A common area of concern for both actuaries and bankers is risk management and I think there is a lot to learn from both the insurance and banking sectors. Working within a bank, actuaries will learn a lot about leadership skills and communication. Similarly, bankers can learn a lot from actuaries in terms of long-term financial management but only if actuaries can translate their thoughts into banking language.

What excites or intrigues you about the business world and how can actuaries make their mark outside the traditional fields?
The recent problems within financial and banking markets highlight the need for businesses to be ever vigilant and to manage risk. I think actuaries should be playing a leading role in this area. We have a wide range of technical skills that, aligned to business skill-sets, should mean we can add value to businesses in a wide range of circumstances.

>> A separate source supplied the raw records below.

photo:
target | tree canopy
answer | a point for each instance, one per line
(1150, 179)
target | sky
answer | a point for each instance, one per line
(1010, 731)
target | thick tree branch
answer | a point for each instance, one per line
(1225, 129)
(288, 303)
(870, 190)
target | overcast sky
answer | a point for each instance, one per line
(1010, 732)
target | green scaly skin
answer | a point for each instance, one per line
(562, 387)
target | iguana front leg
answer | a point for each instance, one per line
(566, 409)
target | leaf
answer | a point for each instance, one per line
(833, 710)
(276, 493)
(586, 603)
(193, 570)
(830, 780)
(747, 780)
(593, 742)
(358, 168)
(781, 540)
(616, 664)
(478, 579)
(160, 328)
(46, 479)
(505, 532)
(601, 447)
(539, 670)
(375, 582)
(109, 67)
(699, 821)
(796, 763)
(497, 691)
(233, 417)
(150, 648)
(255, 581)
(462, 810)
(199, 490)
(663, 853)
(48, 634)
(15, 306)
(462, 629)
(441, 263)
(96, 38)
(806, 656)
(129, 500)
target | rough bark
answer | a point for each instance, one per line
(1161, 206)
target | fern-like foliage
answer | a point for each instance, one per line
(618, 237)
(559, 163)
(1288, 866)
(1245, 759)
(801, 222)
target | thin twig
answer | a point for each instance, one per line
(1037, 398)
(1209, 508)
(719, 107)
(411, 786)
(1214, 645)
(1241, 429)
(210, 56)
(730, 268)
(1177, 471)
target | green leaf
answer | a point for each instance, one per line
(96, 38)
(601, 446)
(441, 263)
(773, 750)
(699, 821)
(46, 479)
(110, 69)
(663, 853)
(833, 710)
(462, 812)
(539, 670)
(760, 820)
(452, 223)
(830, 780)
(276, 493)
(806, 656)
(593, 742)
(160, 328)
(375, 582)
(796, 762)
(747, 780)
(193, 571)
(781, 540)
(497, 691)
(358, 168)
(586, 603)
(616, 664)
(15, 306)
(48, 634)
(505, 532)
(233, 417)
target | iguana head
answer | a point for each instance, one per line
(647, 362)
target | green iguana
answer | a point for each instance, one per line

You trained in the UK but spent four years running HSBC’s insurance businesses in Malta. What advice do you have for other actuaries trying to break into international fields?
If you get the chance, go for it!

You have just been appointed as CEO of HSBC Actuaries and Consultants Ltd. (HACL), which will involve a move into the pensions industry. What do you think the key challenges are for those moving across the traditional actuarial disciplines and how do you think that they can be overcome?
I think it very much depends on the role. As CEO of a business that provides a wide range of corporate advice and employs individuals from a wide range of professional backgrounds, my job is not really actuarial in nature. I am the leader of the business, with responsibility for executing strategy and ensuring the business is run well from a corporate governance perspective. My main challenge is to ensure I’ve got the right team around me doing the right things. If I was moving across disciplines into a ‘function holder’ role, then the challenge would be very different and one which any actuary would have to be appropriately trained and developed for.

Of your many career accomplishments, what do you consider the most satisfying?
I greatly enjoyed the challenge of moving abroad, running an insurance business and getting everyone involved 100% behind me. It was particularly satisfying that, as a result of my time abroad, I was then asked to run such a prestigious company as HACL.

How do you personally measure success?
By the success of everyone around me.

What is the most important lesson you’ve learned in business?
To show that you care, to fulfil your promises, to empower where appropriate but get involved where necessary.

What do you do to relax?
Not easy at present given the new role and the move back to the UK. Once I’ve settled down it will be through lots of golf and family time.